Photographic Memory isn’t a straightforward biography, being told primarily as Jackson’s recollections in old age, yet also including Griffith’s own memories of incidents with a bearing on Jackson’s legacy. Much of this was as related to Jackson’s friend Elwood P. Bonney from 1933, and Bonney later published a book of his memories about Jackson based on his diaries. Griffith draws extensively on this as his intention is to deliver as full a picture as possible of his great-grandfather’s life, but although the illustration is refined, two elderly gentlemen eating in diners and making jokes about Gone With the Wind is hardly the stuff of legend. What is conveyed via Bonney’s recollections is Jackson being down to Earth and little concerned in old age with the status and reputation important to him when younger.
Likewise, Jackson’s younger years reflect the era without being compelling until a moment of impetuosity ends his East Coast life and begins his journey westward, which is when Photographic Memory springs into life. We’re not long into that before Griffith breaks in to explain inherited guilt concerning terminology Jackson used about indigenous Americans and how he commodified them in photographs. A dozen pages of hand-wringing including testimonies from 19th century Native Americans would have been better placed as an addendum. Oddly, what would now be seen as Jackson neglecting his family is only briefly aired.

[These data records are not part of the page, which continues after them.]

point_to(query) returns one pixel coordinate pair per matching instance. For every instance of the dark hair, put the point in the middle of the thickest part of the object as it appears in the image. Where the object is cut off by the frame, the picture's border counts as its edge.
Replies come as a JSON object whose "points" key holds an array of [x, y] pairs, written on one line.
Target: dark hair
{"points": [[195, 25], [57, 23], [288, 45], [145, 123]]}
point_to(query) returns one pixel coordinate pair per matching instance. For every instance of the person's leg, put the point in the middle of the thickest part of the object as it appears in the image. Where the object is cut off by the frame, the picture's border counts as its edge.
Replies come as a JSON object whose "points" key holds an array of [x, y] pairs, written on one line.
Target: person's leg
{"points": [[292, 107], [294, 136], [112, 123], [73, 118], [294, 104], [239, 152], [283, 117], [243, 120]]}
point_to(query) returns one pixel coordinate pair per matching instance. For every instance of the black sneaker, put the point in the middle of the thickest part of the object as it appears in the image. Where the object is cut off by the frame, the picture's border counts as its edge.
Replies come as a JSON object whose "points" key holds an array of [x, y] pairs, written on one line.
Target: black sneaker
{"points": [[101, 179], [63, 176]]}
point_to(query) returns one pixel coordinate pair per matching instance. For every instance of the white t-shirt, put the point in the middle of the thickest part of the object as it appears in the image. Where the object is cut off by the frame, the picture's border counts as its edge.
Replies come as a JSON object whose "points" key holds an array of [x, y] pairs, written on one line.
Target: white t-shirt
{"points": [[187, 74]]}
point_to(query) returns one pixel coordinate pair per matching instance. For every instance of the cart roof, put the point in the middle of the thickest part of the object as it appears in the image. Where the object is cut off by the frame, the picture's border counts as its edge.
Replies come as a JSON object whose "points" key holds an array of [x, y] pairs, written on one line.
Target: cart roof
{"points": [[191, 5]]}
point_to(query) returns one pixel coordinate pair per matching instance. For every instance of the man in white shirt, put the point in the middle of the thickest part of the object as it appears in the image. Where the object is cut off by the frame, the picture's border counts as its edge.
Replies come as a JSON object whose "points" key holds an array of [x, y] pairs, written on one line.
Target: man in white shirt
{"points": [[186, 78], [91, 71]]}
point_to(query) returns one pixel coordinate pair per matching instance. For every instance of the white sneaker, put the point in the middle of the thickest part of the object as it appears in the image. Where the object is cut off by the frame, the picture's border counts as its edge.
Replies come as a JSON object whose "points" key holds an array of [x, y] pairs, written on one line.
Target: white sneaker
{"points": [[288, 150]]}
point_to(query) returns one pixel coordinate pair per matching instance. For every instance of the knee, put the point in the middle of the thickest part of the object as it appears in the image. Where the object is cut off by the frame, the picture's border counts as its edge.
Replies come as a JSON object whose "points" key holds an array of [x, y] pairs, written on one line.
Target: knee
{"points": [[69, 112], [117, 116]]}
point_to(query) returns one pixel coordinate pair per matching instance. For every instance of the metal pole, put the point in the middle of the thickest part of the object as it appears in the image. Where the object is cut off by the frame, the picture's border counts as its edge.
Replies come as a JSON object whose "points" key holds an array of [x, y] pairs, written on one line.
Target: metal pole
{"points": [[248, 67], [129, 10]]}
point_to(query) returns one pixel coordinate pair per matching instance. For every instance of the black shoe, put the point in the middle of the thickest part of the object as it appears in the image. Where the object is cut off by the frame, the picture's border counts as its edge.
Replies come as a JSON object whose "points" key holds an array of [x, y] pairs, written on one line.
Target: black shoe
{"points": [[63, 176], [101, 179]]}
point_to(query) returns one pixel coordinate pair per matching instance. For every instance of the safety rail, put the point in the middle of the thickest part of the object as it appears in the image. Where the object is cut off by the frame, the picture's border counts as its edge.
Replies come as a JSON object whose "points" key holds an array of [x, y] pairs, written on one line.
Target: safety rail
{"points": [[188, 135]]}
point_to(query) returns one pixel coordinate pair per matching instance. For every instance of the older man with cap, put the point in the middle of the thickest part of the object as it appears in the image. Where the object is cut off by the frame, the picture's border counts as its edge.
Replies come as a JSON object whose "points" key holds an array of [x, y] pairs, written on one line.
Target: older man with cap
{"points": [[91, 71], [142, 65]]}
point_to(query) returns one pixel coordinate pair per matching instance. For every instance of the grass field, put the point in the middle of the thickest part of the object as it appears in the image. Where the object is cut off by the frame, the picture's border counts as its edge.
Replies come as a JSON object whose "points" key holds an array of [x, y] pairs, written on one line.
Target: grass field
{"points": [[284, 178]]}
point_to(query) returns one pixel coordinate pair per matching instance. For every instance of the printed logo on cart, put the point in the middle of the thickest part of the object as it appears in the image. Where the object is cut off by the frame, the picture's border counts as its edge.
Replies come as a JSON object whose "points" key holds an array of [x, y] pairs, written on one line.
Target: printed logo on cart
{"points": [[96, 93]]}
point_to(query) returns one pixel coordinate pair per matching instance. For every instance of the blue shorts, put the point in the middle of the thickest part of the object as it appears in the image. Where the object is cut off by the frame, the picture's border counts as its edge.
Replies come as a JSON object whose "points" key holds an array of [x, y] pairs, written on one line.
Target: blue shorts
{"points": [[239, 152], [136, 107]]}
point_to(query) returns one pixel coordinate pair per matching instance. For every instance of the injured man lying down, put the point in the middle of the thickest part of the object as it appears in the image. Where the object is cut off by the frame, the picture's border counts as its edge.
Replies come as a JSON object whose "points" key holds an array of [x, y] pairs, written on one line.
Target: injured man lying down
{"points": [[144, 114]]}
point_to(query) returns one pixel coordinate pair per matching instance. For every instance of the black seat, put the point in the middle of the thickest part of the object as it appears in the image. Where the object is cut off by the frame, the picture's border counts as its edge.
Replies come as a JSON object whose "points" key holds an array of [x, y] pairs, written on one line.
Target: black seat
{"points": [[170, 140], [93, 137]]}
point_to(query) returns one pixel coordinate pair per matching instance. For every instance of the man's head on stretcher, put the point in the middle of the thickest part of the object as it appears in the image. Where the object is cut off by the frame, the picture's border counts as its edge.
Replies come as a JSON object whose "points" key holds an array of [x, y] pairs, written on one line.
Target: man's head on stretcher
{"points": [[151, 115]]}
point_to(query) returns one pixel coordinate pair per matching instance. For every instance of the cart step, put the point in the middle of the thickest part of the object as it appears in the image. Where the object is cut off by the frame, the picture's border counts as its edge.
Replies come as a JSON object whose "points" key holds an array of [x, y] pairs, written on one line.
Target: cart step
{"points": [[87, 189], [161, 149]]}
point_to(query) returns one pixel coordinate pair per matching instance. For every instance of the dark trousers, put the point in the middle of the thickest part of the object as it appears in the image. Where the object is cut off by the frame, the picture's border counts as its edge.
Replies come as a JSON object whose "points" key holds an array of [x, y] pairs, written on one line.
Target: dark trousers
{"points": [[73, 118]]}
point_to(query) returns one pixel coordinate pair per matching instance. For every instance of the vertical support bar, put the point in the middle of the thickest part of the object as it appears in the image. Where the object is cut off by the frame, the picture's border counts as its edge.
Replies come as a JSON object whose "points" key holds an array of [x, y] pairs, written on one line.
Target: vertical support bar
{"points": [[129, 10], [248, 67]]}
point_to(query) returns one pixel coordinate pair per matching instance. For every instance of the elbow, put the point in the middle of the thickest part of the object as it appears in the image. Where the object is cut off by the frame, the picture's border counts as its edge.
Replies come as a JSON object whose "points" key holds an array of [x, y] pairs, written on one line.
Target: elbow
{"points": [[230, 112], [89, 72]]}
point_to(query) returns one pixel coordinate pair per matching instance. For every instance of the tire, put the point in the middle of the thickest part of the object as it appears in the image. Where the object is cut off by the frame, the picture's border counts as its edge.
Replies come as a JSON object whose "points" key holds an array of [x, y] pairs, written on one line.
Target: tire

An accomplished artist, it’s nonetheless a challenge for Griffith to supply the majesty of the scenery as viewed by Jackson, and perhaps from respect he rarely attempts to reproduce a photograph exactly. Some of Jackson’ pictures are presented in the back and some of his drawings make the body of the book. When it comes to urban environments of the past, though, Griffith excels, supplying neat small drawings of so many locations, every single one of them something to pause and look at before moving onward.
By not just concentrating on the successful career highlights, Griffith underlines that people seen as successful today experienced periods of hardship and struggle. Although Jackson in his nineties had a reputation and a name, he still felt it necessary to work to supplement his pension. That may have been partially an excuse as he’s portrayed as loving to draw the past as much as he talked about it. His photography wasn’t confined to the USA, and one of Photographic Memory’s most enticing sequences is a global trip taken in the late 1800s in the company of a man who proves a charlatan.
What begins in relatively tame fashion eventually becomes an exhilarating journey of highs and lows. Hand-wringing apart, it’s enlivened by Griffith’s intrusions, with an imagined ferry conversation charming, and his whimsical epilogue funny. For the reader with an enquiring mind much is mentioned in passing meriting further investigation, Sally Rand’s Nude Ranch for one.
Exhaustive, densely compiled and illuminating, Photographic Memory is a testament to Jackson’s spirit of adventure and to Griffth emulating his ancestor by still producing work of quality at an advanced age.